GPER activation restored the ERK1/2 activity of crypt cells in the CIM model
Gene expression data from intestinal tissue after chemotherapy were found in the GEO and the matrix was downloaded. We performed GSVA to visualize the biological processes involved in the biological function alterations in intestinal tissue after chemotherapeutic drug methotrexate treatment, which showed that the MAPK signals were inactivated, cell cycle arrest and DNA damage were enhanced (Fig. 6a). Based on these data, we examined whether GPER activation affected the MAPK signaling pathway in CIM. The MAPK signaling pathway was significantly inhibited by 5-FU treatment, and the activities of ERK1/2, JNK and p38 were downregulated.

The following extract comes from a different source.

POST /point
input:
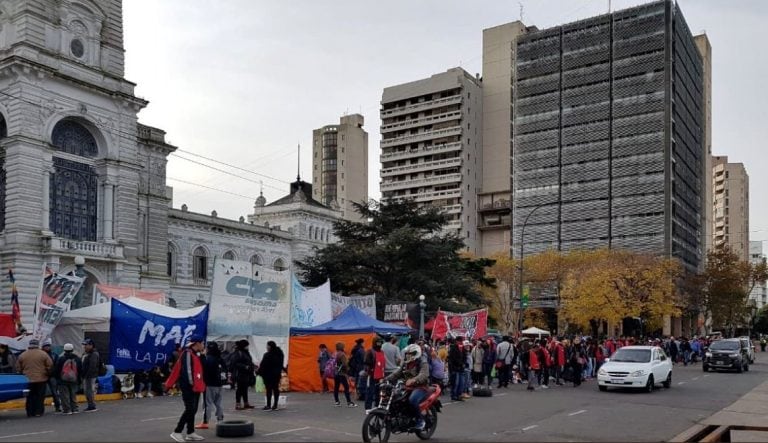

G-1 treatment reactivated P-ERK1/2 and P-JNK in the CIM model, while it exerted no effect on p38 phosphorylation (Fig. 6b–e). The effect of G-1 on ERK1/2 activity was blocked by G15 (Fig. 6b–e). Moreover, the basal P-ERK1/2 activity of C57BL/6 mice increased after 5 days of G-1 treatment, suggesting that the effect of G-1 on ERK1/2 activity of CIM might be independent of 5-FU (Supplementary Fig. S2). Immunofluorescence staining showed that G-1-induced recovery of P-ERK1/2 expressions was located in the crypts in the CIM model (Fig. 6f), while P-JNK was mainly located in the mesenchymal area of villi (data not shown). So considering the reported association between ERK1/2 activity and DNA damage [37] we theorized that recovery of ERK1/2 activity in crypts might be the key mechanism by which GPER activation inhibits DNA damage in CIM.
GPER activation inhibited 5-FU induced DNA damage in cultured IEC-6 cells by restoring ERK1/2 activity
With cultured IEC-6 cells we investigated the causal relationship between GPER protection of ERK1/2 activity and inhibition of DNA damage following exposure to 5-FU. ERK1/2 activity was inhibited in a time-dependent manner after 5-FU stimulation for both 48 h and 96 h, G-1 treatment restored ERK1/2 activity and the effect at 96 h was more obvious than that at 48 h (Fig. 7a–c). The expression of cyclin D1 decreased 48 h after 5-FU stimulation but increased significantly at 96 h, and both effects were inhibited by G-1 treatment (Fig. 7a, b, d). G-1 treatment inhibited the increase in tail length, tail DNA percentage, tail moment and olive tail moment as evaluated by comet assay after 5-FU treatment for 96 h (Fig. 7e, f). Notably, the G-1-induced DNA damage inhibition disappeared after the application of the ERK1/2 inhibitor PD0325901, which eliminated the effects of G-1 on ERK1/2 activity (Fig. 7e–g). This is direct evidence of a causal regulatory relationship by GPER on ERK1/2 activity and DNA damage inhibition.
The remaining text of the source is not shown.